Tin House’s Editor-at-Large, Elissa Schappell, on Karen Green’s Frail Sister, out today from Siglio Press.
There is a growing movement, particularly among female writers, to push back against the notion that the worlds of writing and art must remain discrete.
Increasingly, female writers, tired of obeying rules and honoring the boundaries set between art and writing, are rejecting them as not just false and gendered, but also potentially lethal to one’s creativity. Faced with narrative forms that are frankly inadequate to the scope of their creative vision and the size of their ambition, female writers are blowing up traditional story telling structures and rebuilding them in their own image, as hybrid text with embedded with images. Necessity, as they say, is the mother of invention.
Karen Green is one of the standouts. To label the activity one is engaging in when they experience Green’s book Frail Sister as simply reading is to vastly undervalue it and rob it of mystery.
Which isn’t to say one can’t read the book at a gallop, racing ahead to find out what happens next, but I’d advise going slowly, taking in every page, letting the weight of it settle in you, engaging with the book as a living text. Which is what it is.
The inspiration for Frail Sister’s Constance Gale was Green’s own Aunt Constance. Looking through the family’s archives, Green was troubled by the realization that there was almost no evidence of her aunt having lived at all. Her presence in the family most significant in its absence.
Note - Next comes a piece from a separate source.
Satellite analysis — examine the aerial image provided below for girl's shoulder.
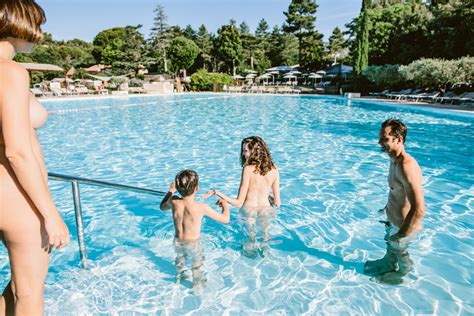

So Green set about constructing a history for this aunt she’d never known, out of the few mementos and letters that survived her.
Through a series of letters Connie writers to her sister, her closest confidante; notes and postcards from the soldiers she met on tour; caption-less photos; portraits of “Jane Does,” their profiles stitched with thread; and artifacts—a braided lock of hair, newspaper clippings, a dinner menu on which is written the recipe for an abortifacient—we puzzle out the events that make up Constance’s life story.
Half of a sister act—she and her sister, musical prodigies, are put to work to support their family during the Great Depression—as a teen Connie tours with the USO, entertaining the troops in Italy while also doing her part to personally boost morale. After the war Connie ends up in New York City on the skids, and it is here that she vanishes. Connie’s letters and notes aren’t dispatches from the underworld, but communiqués from the present, pleading, don’t forget me, don’t let me go.
In giving voice to Constance, one of a world of women who are, every day, erased, discarded, destroyed, and forgotten, she is honoring the lives of so many other lost and forgotten women.
The cover of Frail Sister is taken up entirely by a portrait of the girls in matching costumes—halter tops, shorts, and Mary Janes—posing as if on stage, holding hands and gazing back at us, awaiting our applause.
Constance’s expression is a little flirtatious, like she wants please, to be thought pretty. A careful reader will recognize this moment, although we did not see it taken, we know who took it. It is one of those moments that bridge the present and future, these girls are alive in the moment, and they cannot possibly know what the future holds for them. A reminder to us that life is fleeting.
—Elissa Schappell
Karen Green is an artist and writer whose inventive, hybrid image-text works narrate the intimate spaces of human experience. Her first book Bough Down earned numerous accolades and a devoted readership. She lives in Northern California and New York City.